O que efetivamente interessa aos participantes do encontro, estejam no palco ou na plateia, é o que será dito em voz baixa no escurinho da mesa do restaurante ou no bar deserto do hotel. Em novembro, entrevistado por uma emissora de TV, o ministro Gilmar Mendes garantiu que não o incomoda a nova denominação do que o criador continua a chamar de Fórum de Lisboa, mesmo depois de transferido para Buenos Aires.
“Para nós é ótimo que falem mal, ou chamem de Gilmarpalooza”, disse à entrevistadora.
“Atrai ainda mais atenção, é um case de sucesso.”
O decano do STF também garante que os próprios organizadores bancam as despesas. Se é assim, por que sempre aparece no material sobre o evento um punhado de empresas que se apresentam como patrocinadoras? O Master, por exemplo, não perdeu nenhuma chance de contribuir em dinheiro para qualquer sarau a que estivesse presente o dono de uma toga.
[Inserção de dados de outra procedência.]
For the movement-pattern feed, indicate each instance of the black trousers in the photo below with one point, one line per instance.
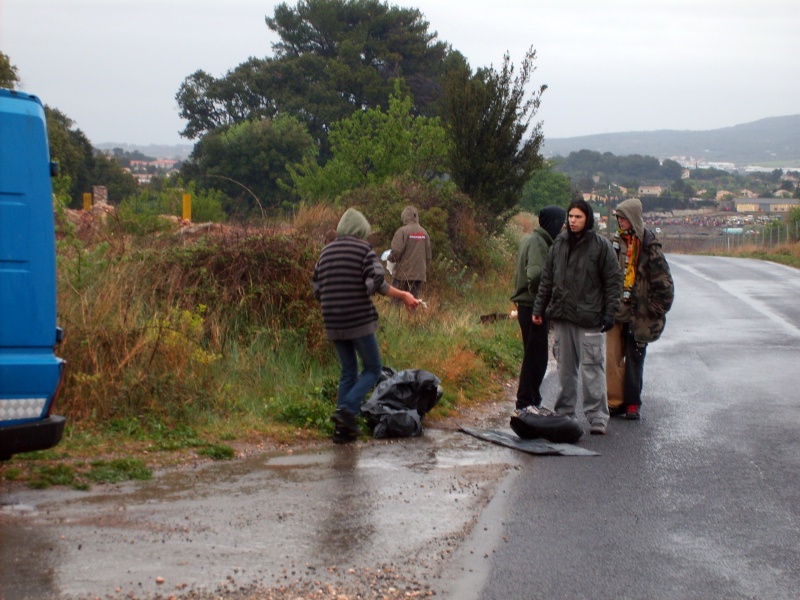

“É uma opção”, Gilmar respondeu sem responder. Em 2022 e 2024, o Master optou por patrocinar diretamente ao menos cinco desses eventos, todos abrilhantados pela presença dos ministros Gilmar Mendes, Alexandre de Moraes, Luís Roberto Barroso, Dias Toffoli e Ricardo Lewandowski. “A relação entre magistrados e interesses privados precisa de mais controle”, advertiu a ONG Transparência Internacional.
Neste 9 de dezembro, terça-feira, o senador Alessandro Vieira (MDB-SE) juntou-se ao coro dos inconformados com a remoção de regras que orientavam as relações entre os incumbidos de aplicar a lei e os especialistas em violentá-la
Depois de uma reunião com Ricardo Lewandowski, ministro da Justiça e da Segurança Pública, o parlamentar sergipano, relator da CPI do Crime Organizado, afirmou que organizações narcoterroristas já se infiltraram em gabinetes e escritórios de Brasília, vários deles ocupados por integrantes do elenco que atuou ou atua no caso Master. Vieira censurou sem temores o comportamento esquizofrênico do Supremo, tão duro com quem critica as sandices que protagoniza e tão brando com casos de polícia disfarçados de pais da pátria.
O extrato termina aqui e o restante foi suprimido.